The acknowledgement, Loker said, would do “nothing to drive change or amend culture” within the force, but rather “drive a divide between our officers and communities”.
In a damning post on Facebook, Loker said officers and staff would take it that they “were indeed considered racist” despite the chief constable insisting she was “not talking about what’s in the hearts and minds of most people who work for Avon & Somerset Police”.
What does Brown make of Loker’s response?
“He keeps going on about how police officers will feel that they’re racist, that they’re called racist all the time, but I think we’re giving comfort to the wrong people,” says Brown. “Institutional racism has a heavier effect on Black people than the effect on a police officer being called a racist.”
He goes further, suggesting that by Loker taking the stance that he has, his position as a representative of police officers is untenable. “What happens if you have a Black officer who goes to the Federation and says they believe they’ve been treated unfairly due to institutional racism? They might be scared off from speaking to him,” Brown points out.
Mayor ‘proud’ of chief constable’s approach
Following the backlash, Bristol’s mayor Marvin Rees was among those to speak out in defence of the chief constable. Rees, who previously said no organisation is free from racism, called it “tragic” and “quite frightening” that the federation could not understand or self-reflect on institutional racism.
“Institutional racism is not about the individual attitudes of white people, it’s saying that there is a collection of impersonal systems and cultures that routinely produce unequal outcomes,” Rees told the BBC. “That’s what we’re talking about here, it’s not an attack on individuals, it’s saying a system is working in an unfair way.”
“I’m really proud of having a chief constable who would look at the evidence and be so frank and, bearing in mind with the Federation coming against her now, at such professional risk,” Rees added.
“I’m particularly proud that we have a chief constable who, rather than waiting for some sort of crisis that’s unearthed by the press as so often is happening in the Met, that we’ve got someone who’s getting ahead of it and saying we have an issue, let’s get into that issue before we have another crisis.”

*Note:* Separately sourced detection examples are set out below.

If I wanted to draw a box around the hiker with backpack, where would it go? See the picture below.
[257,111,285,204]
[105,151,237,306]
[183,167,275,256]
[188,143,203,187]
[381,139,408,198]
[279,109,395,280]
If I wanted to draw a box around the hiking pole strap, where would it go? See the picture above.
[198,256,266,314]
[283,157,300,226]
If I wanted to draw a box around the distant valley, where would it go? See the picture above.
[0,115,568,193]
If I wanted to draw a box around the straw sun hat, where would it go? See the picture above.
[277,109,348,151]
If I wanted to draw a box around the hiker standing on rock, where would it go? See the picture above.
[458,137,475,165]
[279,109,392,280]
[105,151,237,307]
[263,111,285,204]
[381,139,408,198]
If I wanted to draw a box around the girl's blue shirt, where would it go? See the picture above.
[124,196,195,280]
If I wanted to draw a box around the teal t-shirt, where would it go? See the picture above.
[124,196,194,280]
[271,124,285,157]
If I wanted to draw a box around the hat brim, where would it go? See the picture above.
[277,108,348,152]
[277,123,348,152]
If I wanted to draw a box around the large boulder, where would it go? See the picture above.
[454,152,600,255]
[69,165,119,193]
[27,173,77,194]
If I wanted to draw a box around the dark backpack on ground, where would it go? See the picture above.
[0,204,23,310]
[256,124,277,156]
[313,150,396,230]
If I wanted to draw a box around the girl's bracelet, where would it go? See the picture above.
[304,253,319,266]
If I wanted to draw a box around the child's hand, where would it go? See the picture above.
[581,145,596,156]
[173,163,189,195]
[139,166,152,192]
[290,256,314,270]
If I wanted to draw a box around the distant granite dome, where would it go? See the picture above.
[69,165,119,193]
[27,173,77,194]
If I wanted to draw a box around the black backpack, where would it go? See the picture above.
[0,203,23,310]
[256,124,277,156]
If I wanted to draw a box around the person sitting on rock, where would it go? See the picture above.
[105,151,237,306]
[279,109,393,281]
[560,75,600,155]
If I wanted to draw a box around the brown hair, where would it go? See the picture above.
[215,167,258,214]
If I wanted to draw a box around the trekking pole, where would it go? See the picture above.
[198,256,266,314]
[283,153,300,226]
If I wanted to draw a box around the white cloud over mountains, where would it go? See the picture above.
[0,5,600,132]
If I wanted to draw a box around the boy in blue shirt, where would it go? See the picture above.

Avon & Somerset’s Conservative PCC Mark Shelford, who holds the constabulary’s top officer to account, also made clear his support for the chief constable.
He added: “This is a challenging issue to face. However, through initiating and continuing these uncomfortable and difficult conversations, the chief constable is demonstrating openness, courage and a willingness to be held accountable by the communities that she and our dedicated police officers and staff serve.”
Action not just words
While Crew’s public acknowledgement of institutional racism was welcomed by campaigners, it has also prompted calls for action. “Rhetoric isn’t enough,” says Brown. “Until communities can see that their streets are being policed in a fair way, it doesn’t matter what she says.”
In her statement, Crew promised to root out officers who demonstrate racist attitudes and behaviours. The force is also adopting an “explain and reform approach” to stop-and-search, she said, with officers receiving regular refresher training on how to conduct the interventions fairly and respectfully.
The commitments follow the force’s promise in May last year to launch an anti-racism plan, which would include collecting feedback on recent stop-and-search cases and more engagement with diverse communities to strengthen relationships.
Asked if he believes that these kinds of initiatives will be enough to rebuild trust, Brown says he’s confident that there’s “change afoot” but that to truly make a difference there needs to be involvement from the community.
“We can’t train our way out of this. It’s about bringing communities on board completely, to help look at the criminal justice system as a whole,” he says. “We need to find those unheard voices – voices of people who have faced discrimination – and have them oversee the systems and be involved in changing them.”